Ryanair’s main Polish base is at one of those airports, Modlin, where it is the exclusive operator. The airline has been locked in a long-running dispute with Poland’s state airport operator over expanding the facility.

Asked by Rzeczpospolita if an agreement could be reached, O’Leary said that “much depends on the outcome of the autumn parliamentary elections”, at which the ruling Law and Justice (PiS) party – which has championed the CPK project – is standing for reelection.

“If the next government is more reasonable and determined to develop air transport in Poland, we will certainly have good professional relations,” said O’Leary, who accused the state airport operator of trying to “protect LOT” and of “blocking the development of Modlin”.

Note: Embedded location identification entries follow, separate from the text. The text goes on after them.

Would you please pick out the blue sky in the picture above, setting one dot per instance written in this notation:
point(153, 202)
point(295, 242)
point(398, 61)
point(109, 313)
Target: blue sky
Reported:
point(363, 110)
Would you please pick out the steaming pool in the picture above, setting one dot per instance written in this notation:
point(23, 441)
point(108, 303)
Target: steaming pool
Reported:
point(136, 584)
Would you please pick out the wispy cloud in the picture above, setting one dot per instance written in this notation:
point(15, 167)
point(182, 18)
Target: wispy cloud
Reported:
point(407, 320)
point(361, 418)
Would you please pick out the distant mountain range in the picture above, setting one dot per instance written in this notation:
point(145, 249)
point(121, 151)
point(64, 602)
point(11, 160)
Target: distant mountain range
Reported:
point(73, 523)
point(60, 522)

Two years ago, the Ryanair CEO also criticised CPK, calling it a “crazy” plan that would “wastes billions on a sandcastle in the middle of nowhere”.

Those involved in the CPK project have dismissed O’Leary’s criticism as unjustified and self-interested. In response to his latest remarks, the CEO of CPK, Mikołaj Wild, tweeted that it would be “a waste of time to comment on [O’Leary’s] infotainment”.

Wild added only that CPK is being developed to ensure that passengers in Poland “are not limited to airline trash” and that “the example of [Warsaw Chopin airport] shows that Ryanair can fly at market rates [so] I hope that this will be the standard of airports from the CPK group”.

Ryanair is not alone in having raised concern about CPK. Poland’s state audit office, NIK, last year warned that the project lack a full business justification, has been prepared through “unreliable planning”, and is seeking to meet “impossible deadlines”

Analysts have also noted that aims of the project, first conceived before the pandemic, will be much harder to achieve after Covid reduced air travel and with the hub airport model becoming less relevant as aircraft can fly longer distances.

According to estimates prepared last year by the International Air Transport Association (IATA), in its first full year of operation (which is planned to be 2027), CPK is expected to handle 30 million passengers, reaching 40 million by 2035. That is down from the figure of 45 million forecast before the pandemic.

In its baseline scenario, the IATA predicts that, by the end of its forecast period in 2060, passenger numbers will reach 65 million. Originally it had been planned for the airport to have a final capacity of 100 million, which would have made CPK the joint-second busiest airport in the world on pre-pandemic figures.

Poland’s government, however, argues that the project still makes economic sense and that it will be a hub for air cargo as well as for passengers.